I have a $d$-dimensional hypercube in a $d$-dimensional space. I want to find out the number of "faces" of the hypercube that a 2D plane can intersect simultaneously.
The 2D plane can be written as the intersection of $d-2$ hyperplanes:
$$\langle \pmb{p} - \pmb{v_1}, \pmb{n_1} \rangle = 0, ..., \langle \pmb{p} - \pmb{v_{d-2}}, \pmb{n_{d-2}} \rangle = 0$$
So the intersection with a hyperplane, requires adding the hyperplane's equation to the system, and in the general case results in a 1D intersection set (in special cases it may be a 2D set, or a 0D set). The issue is that faces are bounded along each dimension (let's assume to $(0,1)$). So some of the resulting planar intersections need not be counted.
My conjecture is that at most 4 faces may be intersected (as in the 3d case), but I am unsure how to prove it/disprove it.
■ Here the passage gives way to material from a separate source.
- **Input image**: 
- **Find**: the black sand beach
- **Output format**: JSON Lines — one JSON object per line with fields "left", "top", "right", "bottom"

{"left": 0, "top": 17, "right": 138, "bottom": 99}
If the intersection is of the plane coinciding with a face the intersection set is 2D, if the intersection is with a corner the set is 0D, in all other cases it is 2D.
My conjecture for a $k$-D plane is that the maximum number of intersected faces is $2^k$, but I am unsure how I can formalize that idea.
Let the cube be $0\le x,y,z\le1$. The plane $x+y+z=3/2$ cuts all six faces of the cube.